The Problem We Solve¶
When AI assistants query your data, they work blind. They see column names and types, but they don't know what the data means.
Consider this scenario: An AI assistant is helping a new analyst understand customer data. Without semantic context:
- "What tables have customer information?" → Returns table names
- "Describe the customers table" → Returns columns and types
- "Is this data up to date?" → Requires separate DataHub query
- "Who should I contact about issues?" → Requires another DataHub query
- "Are there data quality concerns?" → Yet another query
- "Wait, is this table deprecated?" → Finally discovers the table was deprecated months ago
With mcp-data-platform, the first response includes everything:
Table: customers (DEPRECATED - use customers_v2)

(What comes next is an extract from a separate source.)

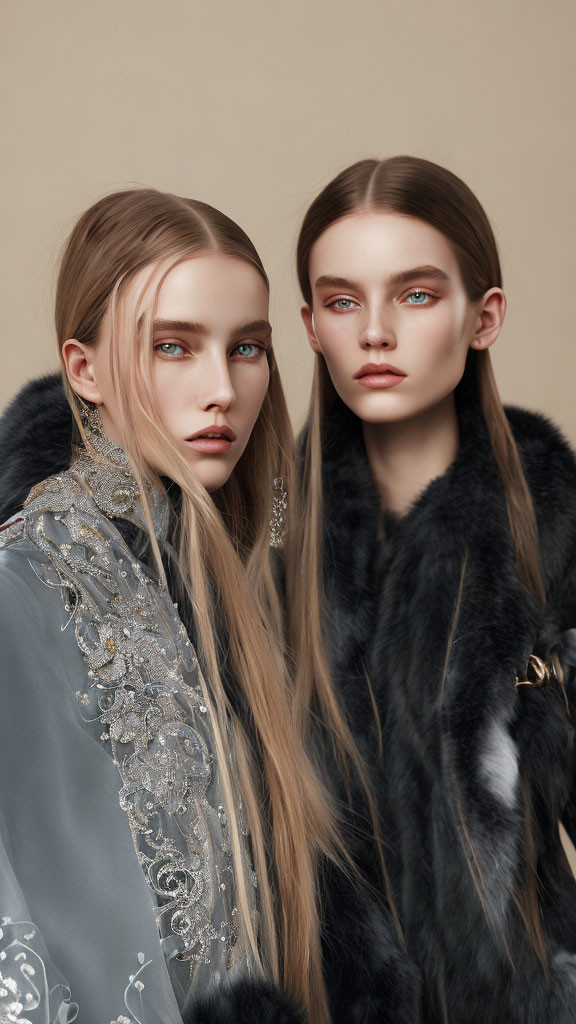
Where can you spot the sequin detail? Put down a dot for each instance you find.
(148, 699)
(28, 980)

─────────────────────────────────────────────────
Owners: Data Platform Team
Domain: Customer Analytics
Tags: pii, gdpr-relevant
Quality Score: 67% (degraded)
Last Updated: 2 weeks ago
Columns:
customer_id BIGINT Unique customer identifier
email VARCHAR Contact email (PII - handle per GDPR policy)

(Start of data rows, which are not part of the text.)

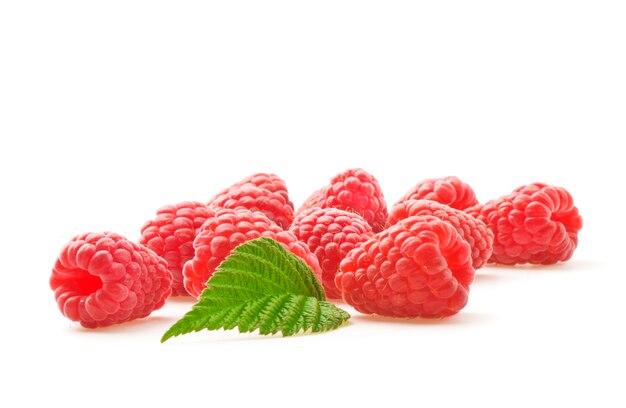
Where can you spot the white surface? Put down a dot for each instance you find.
(108, 111)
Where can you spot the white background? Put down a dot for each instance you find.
(109, 110)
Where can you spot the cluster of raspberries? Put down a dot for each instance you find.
(417, 259)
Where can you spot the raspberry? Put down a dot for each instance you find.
(420, 267)
(100, 279)
(330, 234)
(475, 232)
(536, 224)
(266, 181)
(247, 197)
(354, 190)
(449, 191)
(170, 235)
(221, 233)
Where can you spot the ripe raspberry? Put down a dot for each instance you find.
(330, 234)
(247, 197)
(536, 224)
(449, 191)
(474, 231)
(221, 233)
(266, 181)
(354, 190)
(170, 235)
(420, 267)
(100, 279)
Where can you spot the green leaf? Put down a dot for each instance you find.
(261, 286)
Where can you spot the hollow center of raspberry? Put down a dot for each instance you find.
(86, 283)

created_at TIMESTAMP Account creation timestamp
segment VARCHAR Marketing segment (see glossary: customer-segment)
One call. Complete context. Warnings front and center.
See It In Action¶
Before: Raw Trino Response¶
{
"columns": [
{"name": "customer_id", "type": "BIGINT"},
{"name": "email", "type": "VARCHAR"},
{"name": "segment", "type": "VARCHAR"}
]
}
Just structure. No meaning. No warnings. No ownership.

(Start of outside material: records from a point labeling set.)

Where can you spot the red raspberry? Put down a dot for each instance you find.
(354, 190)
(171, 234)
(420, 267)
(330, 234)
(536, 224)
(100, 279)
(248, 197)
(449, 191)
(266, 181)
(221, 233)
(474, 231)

After: Enriched Response with mcp-data-platform¶
{
"columns": [
{"name": "customer_id", "type": "BIGINT"},
{"name": "email", "type": "VARCHAR"},
{"name": "segment", "type": "VARCHAR"}
],
"semantic_context": {
"description": "Core customer records with PII data",
"deprecation": {
"deprecated": true,
"note": "Use customers_v2 for GDPR compliance",
"replacement": "urn:li:dataset:customers_v2"
},
"owners": [
{"name": "Data Platform Team", "type": "group", "email": "[email protected]"}
],
"tags": ["pii", "gdpr-relevant"],
"domain": {"name": "Customer Analytics", "urn": "urn:li:domain:customer"},
"quality_score": 0.67,
"columns": {
"customer_id": {"description": "Unique customer identifier", "tags": []},
"email": {"description": "Contact email", "tags": ["pii"], "glossary_term": "customer-email"},
"segment": {"description": "Marketing segment", "glossary_term": "customer-segment"}
}
}
}
The AI assistant now knows:
- This table is deprecated with a clear migration path
- It contains PII requiring special handling
- Who to contact when something is wrong
- The data quality has degraded (67%)
- What each column actually means
How It Works¶
sequenceDiagram
participant AI as AI Assistant
participant P as mcp-data-platform
participant T as Trino
participant D as DataHub
AI->>P: trino_describe_table "customers"
P->>T: DESCRIBE customers
T-->>P: columns, types
P->>D: Get semantic context
D-->>P: description, owners, tags, quality, deprecation
P-->>AI: Schema + Full Business Context
The enrichment middleware intercepts tool responses and adds semantic context before returning to the client. This cross-injection works in both directions:
| When you use | You also get |
|---|---|
| Trino | DataHub metadata (owners, tags, quality, deprecation) |
| DataHub search | Which datasets are queryable in Trino |
| S3 | DataHub metadata for matching datasets |
Lineage-Aware Inheritance¶
Downstream datasets often lack documentation even when their upstream sources are well-documented. The platform automatically inherits column metadata from upstream tables via DataHub lineage.
sequenceDiagram
participant AI as AI Assistant
participant P as mcp-data-platform
participant D as DataHub
AI->>P: trino_describe_table "elasticsearch.sales"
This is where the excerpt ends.